In an increasingly desperate search for countries, Rishi Sunak’s government is said to have selected 4 other countries besides Rwanda. It is reported that Armenia, along with Côte d’Ivoire, Costa Rica and Botswana, are on the final list for “third country asylum processing agreements” prepared by the UK Ministry of Foreign Affairs after an extensive research and that negotiations are underway with the relevant countries.
The Times reported:
The [UK] government has begun talks with representatives of these countries to agree a similar UK-Rwanda agreement, but no progress has been made with all four due to ongoing problems with the Rwanda agreement.

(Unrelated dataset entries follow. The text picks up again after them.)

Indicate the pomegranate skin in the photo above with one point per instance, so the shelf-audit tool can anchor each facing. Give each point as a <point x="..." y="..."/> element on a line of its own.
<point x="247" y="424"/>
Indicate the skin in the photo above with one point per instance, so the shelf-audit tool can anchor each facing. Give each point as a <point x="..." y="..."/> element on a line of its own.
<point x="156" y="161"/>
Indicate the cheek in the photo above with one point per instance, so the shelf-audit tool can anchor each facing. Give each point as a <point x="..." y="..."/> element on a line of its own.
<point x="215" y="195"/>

However, the Armenian government said that although London had established initial contacts, it had not followed them up in any significant way and that the chances of such an agreement being accepted were very low. “There have been no substantive or technical discussions on the issue,” Foreign Ministry spokesperson Ani Badalyan said.
Nelly Davtyan, Deputy Head of the Interior Ministry’s Migration and Citizenship Service, said she had no information that such an agreement was being negotiated:
The Home Office, and in particular the Immigration and Citizenship Service, is not and never has been involved in such negotiations.
Deputy Foreign Minister Vahan Kostanyan stated that Armenia is facing a serious refugee crisis with the massive number of people displaced following the recent war with neighboring Azerbaijan and the loss of the Nagorno-Karabakh region.
In a statement in the capital Yerevan, he said:
The humanitarian situation in Armenia dates back to the ethnic cleansing in Nagorno-Karabakh, where more than 108,000 Armenians were forcibly displaced from their ancestral lands and sought refuge in Armenia.
To give you a single figure, we will need 1.5 billion euros just for the housing of these people.
Now we are negotiating with different private doctors and banks for this. We are allocating 100 million euros for financial support for these people and we are covering the tuition fees for students coming from Nagorno-Karabakh for university. All this means that we have a lot of problems.